New Testament scholar Luke Timothy Johnson, who has spoken in favor of full inclusion of LGBT persons in ministry, notes that, say what you will about the issue, you can’t make Scripture say that homosexuality is okay.  It just doesn’t say that.

So what do we do, Church?  We love all persons.  We love persons who struggle with same-sex attraction.  We welcome them into communities of faith.  We strive to teach and live a Gospel that declares God’s love for everyone and how God loves us so much that God wills transformation for us.   God wills that we go on to perfection.  And we admit that we all have a long way to go to perfection.

Those who advocate for full inclusion of LGBT persons and the change of our Book of Discipline sometimes frame themselves as prophetic voices who are willing to suffer the consequences rather than violate their conscience.  They assure us that their honesty has led them to disobey the teachings of the church.  What is rarely noted is that there is a certain arrogance in saying, “I am right and the Scripture and doctrine of the Church that has been here for ages before me is wrong.”  And yes, there is an arrogance of chronology when we assume that our age or our culture is always more enlightened than others.  Ask the United Methodists from Africa what they think of our cultural wisdom.

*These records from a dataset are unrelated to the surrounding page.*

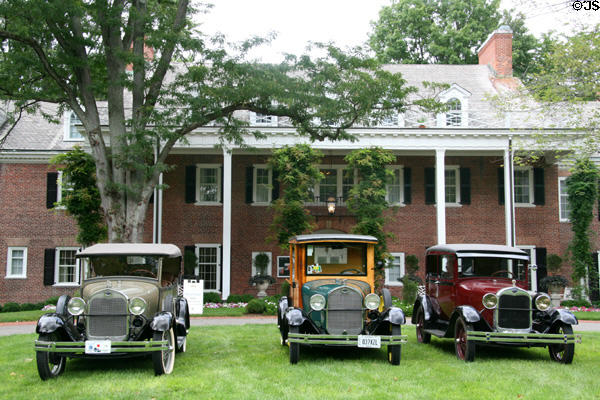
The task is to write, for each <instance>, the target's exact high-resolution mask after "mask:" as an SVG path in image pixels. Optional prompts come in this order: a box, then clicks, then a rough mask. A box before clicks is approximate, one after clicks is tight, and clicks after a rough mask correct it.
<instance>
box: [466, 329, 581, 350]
mask: <svg viewBox="0 0 600 400" xmlns="http://www.w3.org/2000/svg"><path fill="white" fill-rule="evenodd" d="M467 340H470V341H473V342H483V343H506V344H512V343H515V344H521V345H524V346H526V345H528V344H532V345H534V344H545V345H548V344H575V343H581V335H575V334H570V335H565V334H560V333H508V332H484V331H467Z"/></svg>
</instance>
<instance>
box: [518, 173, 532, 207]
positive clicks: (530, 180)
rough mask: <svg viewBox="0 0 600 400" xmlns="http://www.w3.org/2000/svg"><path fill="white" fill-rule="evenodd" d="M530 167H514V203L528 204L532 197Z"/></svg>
mask: <svg viewBox="0 0 600 400" xmlns="http://www.w3.org/2000/svg"><path fill="white" fill-rule="evenodd" d="M532 181H533V178H532V169H531V168H515V183H514V185H515V203H517V204H530V203H531V199H532V193H531V191H532V190H533V185H532Z"/></svg>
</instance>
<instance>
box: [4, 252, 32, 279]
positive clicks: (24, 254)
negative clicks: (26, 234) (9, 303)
mask: <svg viewBox="0 0 600 400" xmlns="http://www.w3.org/2000/svg"><path fill="white" fill-rule="evenodd" d="M6 277H7V278H25V277H27V247H9V248H8V256H7V258H6Z"/></svg>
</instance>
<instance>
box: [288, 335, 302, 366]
mask: <svg viewBox="0 0 600 400" xmlns="http://www.w3.org/2000/svg"><path fill="white" fill-rule="evenodd" d="M290 332H291V333H300V328H299V327H297V326H290ZM288 344H289V345H290V364H298V360H299V359H300V343H289V342H288Z"/></svg>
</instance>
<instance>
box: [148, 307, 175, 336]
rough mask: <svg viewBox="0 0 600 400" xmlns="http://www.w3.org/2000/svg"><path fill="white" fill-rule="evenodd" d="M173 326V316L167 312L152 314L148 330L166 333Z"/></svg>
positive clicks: (171, 314)
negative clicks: (153, 314) (153, 317)
mask: <svg viewBox="0 0 600 400" xmlns="http://www.w3.org/2000/svg"><path fill="white" fill-rule="evenodd" d="M172 326H173V314H171V313H170V312H168V311H160V312H157V313H156V314H154V318H152V321H151V322H150V329H152V330H153V331H156V332H166V331H168V330H169V329H171V327H172Z"/></svg>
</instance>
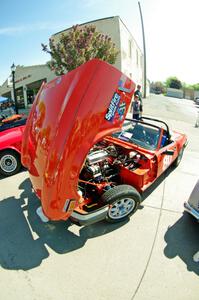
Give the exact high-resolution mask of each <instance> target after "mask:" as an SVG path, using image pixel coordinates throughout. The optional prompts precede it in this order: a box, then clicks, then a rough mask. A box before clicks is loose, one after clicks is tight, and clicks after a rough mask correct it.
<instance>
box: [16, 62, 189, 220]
mask: <svg viewBox="0 0 199 300" xmlns="http://www.w3.org/2000/svg"><path fill="white" fill-rule="evenodd" d="M134 90H135V84H134V83H133V82H132V81H131V80H130V79H129V78H128V77H126V76H125V75H124V74H122V73H121V72H120V71H118V70H117V69H115V68H114V67H113V66H111V65H109V64H107V63H105V62H102V61H100V60H97V59H94V60H92V61H89V62H87V63H85V64H84V65H82V66H80V67H79V68H77V69H75V70H73V71H72V72H69V73H67V74H66V75H63V76H60V77H58V78H56V79H54V80H53V81H51V82H50V83H45V84H44V85H43V86H42V88H41V90H40V91H39V93H38V95H37V98H36V100H35V102H34V104H33V107H32V110H31V112H30V115H29V119H28V122H27V125H26V129H25V134H24V138H23V146H22V162H23V164H24V165H25V166H26V167H27V168H28V170H29V173H30V178H31V181H32V184H33V188H34V190H35V192H36V194H37V195H38V197H39V198H40V199H41V205H42V207H41V208H40V209H39V210H38V214H39V215H40V217H41V218H42V220H44V221H47V220H48V219H50V220H61V219H62V220H66V219H68V218H71V220H72V221H74V222H76V223H78V224H80V225H85V224H90V223H92V222H96V221H99V220H102V219H106V220H108V221H110V222H119V221H122V220H124V219H125V218H127V217H129V216H130V215H131V214H133V213H134V212H135V211H136V209H137V207H138V205H139V203H140V201H141V194H142V192H143V191H144V190H145V189H146V188H147V187H149V186H150V185H151V184H152V183H153V182H154V181H155V180H156V179H157V178H158V177H159V176H160V175H161V174H162V173H163V172H164V171H165V170H166V169H167V168H168V167H169V166H170V165H171V164H172V163H174V164H176V165H178V164H179V162H180V160H181V158H182V154H183V150H184V147H185V146H186V143H187V138H186V136H185V135H184V134H181V133H178V132H172V133H171V132H169V128H168V126H167V124H166V123H164V122H162V121H159V120H154V119H149V118H143V119H142V121H135V120H125V117H126V114H127V111H128V108H129V105H130V103H131V99H132V96H133V93H134Z"/></svg>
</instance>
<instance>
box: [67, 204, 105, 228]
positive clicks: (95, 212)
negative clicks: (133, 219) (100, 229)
mask: <svg viewBox="0 0 199 300" xmlns="http://www.w3.org/2000/svg"><path fill="white" fill-rule="evenodd" d="M108 209H109V206H108V205H106V206H103V207H102V208H99V209H97V210H95V211H93V212H89V213H87V214H81V213H79V212H77V211H75V210H74V211H73V212H72V214H71V216H70V220H71V221H72V222H73V223H75V224H78V225H80V226H85V225H90V224H93V223H96V222H99V221H101V220H104V219H105V217H106V215H107V212H108Z"/></svg>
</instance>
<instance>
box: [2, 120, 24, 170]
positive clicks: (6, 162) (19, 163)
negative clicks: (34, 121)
mask: <svg viewBox="0 0 199 300" xmlns="http://www.w3.org/2000/svg"><path fill="white" fill-rule="evenodd" d="M26 119H27V118H26V116H22V115H12V116H10V117H4V118H1V120H0V174H1V175H3V176H10V175H14V174H16V173H17V172H18V171H19V170H20V168H21V158H20V156H21V145H22V135H23V132H24V129H25V123H26Z"/></svg>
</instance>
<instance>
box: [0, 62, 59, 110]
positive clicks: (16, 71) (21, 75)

These so-called prophetic voices who want to change our standards, who “sacrifice” themselves in honesty for the cause, curiously, never see their honesty leading them to leave the church.   Their honesty never causes them to say, “I understand that this is Christianity as revealed in Scripture, Doctrine, History and the Experience of so many over two thousand years of the Church.  And I can’t live with the authority of that witness anymore so I must respectfully leave and go someplace else.”  I’m not saying that scenario never happens.  But you don’t hear about it much.  If we did, I would give more credence to this being truly an act of civil disobedience and a civil rights struggle.

Bishop Peggy Johnson, resident bishop of the Eastern PA Conference said that our Book of Discipline is discriminatory in parts and that we appear to the world to be speaking “out of two sides of our mouths.”  I agree with the Bishop on that latter point.  It is time for the Church, and specifically the Bishops of the Church to find their unified voice.  They are called to teach the doctrines of the church faithfully.  They are called to lead and not keep repeating the same statements of “we are a church of many opinions.”  Of course we are.  That tends to happen when you get a couple million people together around a purpose.  But the fact that we have opinions is beside the point.  What matters is this treasure that we carry in jars of clay called the Gospel and the authority which it possesses over time and place and culture.   What matters is faithfulness to the person of Jesus Christ and the mission to which we’ve been called.

I welcome discussion on this issue.  I don’t think we get to discuss theology enough.  I imagine that lay people assume pastors are discussing theology all the time with each other.  Ask your pastor whether that is true or not.  Ironically, we have kept our opinions to ourselves “inside the church”, perhaps fearing to offend.  Meanwhile persons continue to voice their opinions to the media that, whether they desire it or not, are viewed as representative of our church.   We need more holy conferencing and less microphone posturing.

I stand by my take - if we follow the culture completely on the issue of homosexuality we will sacrifice a more vital vision, i.e. that the Scripture is still authoritative and relevant to people today.  To willingly turn our backs on Scripture is to walk out of the will of God.  And to walk out of his will, as C.S. Lewis wrote, “is to walk into nowhere.”